Au sein de cette économie immatérielle du savoir et de l’information, la culture et les industries créatives ont un rôle important à jouer. José Manuel Barroso, Président de la commission européenne, soulignait à l’occasion de l’adoption par la Commission d’une communication relative à un agenda européen de la culture à l’ère de la mondialisation que «  la culture et la créativité sont d’importants moteurs de développement personnel, de cohésion sociale et de croissance économique ».
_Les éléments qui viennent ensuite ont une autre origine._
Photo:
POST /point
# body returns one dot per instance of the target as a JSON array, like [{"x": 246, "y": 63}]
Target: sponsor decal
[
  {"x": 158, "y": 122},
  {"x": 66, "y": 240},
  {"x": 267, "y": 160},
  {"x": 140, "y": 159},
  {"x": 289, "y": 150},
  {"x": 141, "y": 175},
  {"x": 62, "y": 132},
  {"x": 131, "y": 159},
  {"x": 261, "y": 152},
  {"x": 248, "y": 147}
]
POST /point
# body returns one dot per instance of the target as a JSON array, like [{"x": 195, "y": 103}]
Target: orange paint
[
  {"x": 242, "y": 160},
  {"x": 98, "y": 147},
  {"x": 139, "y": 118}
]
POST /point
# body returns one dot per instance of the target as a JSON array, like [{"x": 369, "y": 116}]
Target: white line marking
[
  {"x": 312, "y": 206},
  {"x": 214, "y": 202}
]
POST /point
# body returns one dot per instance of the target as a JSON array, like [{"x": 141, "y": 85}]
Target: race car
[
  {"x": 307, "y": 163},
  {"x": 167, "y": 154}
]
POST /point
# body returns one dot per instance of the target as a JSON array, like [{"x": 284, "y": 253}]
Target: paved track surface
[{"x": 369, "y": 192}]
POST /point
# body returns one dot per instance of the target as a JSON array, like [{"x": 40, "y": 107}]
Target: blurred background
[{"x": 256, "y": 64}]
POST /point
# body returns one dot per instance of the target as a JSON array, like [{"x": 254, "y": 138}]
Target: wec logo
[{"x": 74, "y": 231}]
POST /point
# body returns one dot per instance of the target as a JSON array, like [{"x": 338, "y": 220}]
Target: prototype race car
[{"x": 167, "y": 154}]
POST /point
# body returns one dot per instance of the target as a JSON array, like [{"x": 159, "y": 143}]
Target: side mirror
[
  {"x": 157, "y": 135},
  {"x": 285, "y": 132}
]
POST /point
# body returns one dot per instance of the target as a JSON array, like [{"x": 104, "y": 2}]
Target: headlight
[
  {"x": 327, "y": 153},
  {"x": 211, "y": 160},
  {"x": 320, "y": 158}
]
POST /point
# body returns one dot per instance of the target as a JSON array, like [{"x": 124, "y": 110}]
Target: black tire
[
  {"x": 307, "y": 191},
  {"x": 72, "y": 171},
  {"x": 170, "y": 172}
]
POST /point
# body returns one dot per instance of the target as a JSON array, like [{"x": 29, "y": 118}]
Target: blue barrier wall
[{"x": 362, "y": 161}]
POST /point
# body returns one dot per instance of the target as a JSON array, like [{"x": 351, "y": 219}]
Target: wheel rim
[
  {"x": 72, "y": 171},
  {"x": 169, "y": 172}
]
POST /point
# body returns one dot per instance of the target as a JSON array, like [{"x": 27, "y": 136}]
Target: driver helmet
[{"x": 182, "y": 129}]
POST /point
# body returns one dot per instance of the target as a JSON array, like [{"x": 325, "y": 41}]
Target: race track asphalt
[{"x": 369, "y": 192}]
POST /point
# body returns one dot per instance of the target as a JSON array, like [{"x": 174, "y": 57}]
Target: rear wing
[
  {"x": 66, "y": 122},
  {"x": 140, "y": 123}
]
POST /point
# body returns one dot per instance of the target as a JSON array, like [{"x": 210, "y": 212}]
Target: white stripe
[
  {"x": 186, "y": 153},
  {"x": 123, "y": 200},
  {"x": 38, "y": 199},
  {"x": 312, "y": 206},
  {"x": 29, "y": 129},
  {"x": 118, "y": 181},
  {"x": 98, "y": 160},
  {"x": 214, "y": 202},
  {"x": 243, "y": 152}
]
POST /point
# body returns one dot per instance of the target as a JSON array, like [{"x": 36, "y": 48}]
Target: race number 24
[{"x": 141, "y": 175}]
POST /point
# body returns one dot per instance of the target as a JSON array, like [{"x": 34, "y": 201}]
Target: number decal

Ainsi, la culture, entendue selon la définition de l’Unesco comme étant « l’ensemble des traits distinctifs, spirituels et matériels, intellectuels et affectifs, qui caractérise une société ou un groupe social et englobe outre les arts et les lettres, les modes de vie, les façons de vivre ensemble, les systèmes de valeurs, les traditions et les croyances » peut conduire non seulement à une valorisation du patrimoine culturel, à la promotion de la diversité, mais aussi à définir les conditions favorisant l’apprentissage des savoirs, connaissances et pratiques.

Selon Richard Florida dans sa conceptualisation de « la classe créative », les politiques culturelles seraient de nature à stimuler la création, l’innovation, la circulation des connaissances, la captation des cerveaux et à la source de création de valeur et de richesse.

Dans un contexte de concurrence renforcée, la compétitivité et l’attractivité des hommes et des territoires s’apprécient à tous les échelons géographiques : mondial, international et local.

A l’échelle internationale, l’exemple d’Abu Dhabi illustre parfaitement comment la culture peut constituer un vecteur de reconversion économique mais aussi un outil d’attractivité dans la compétition mondiale, avec la construction d’un « Louvre-Abu Dhabi » et l’installation d’une antenne de la Sorbonne.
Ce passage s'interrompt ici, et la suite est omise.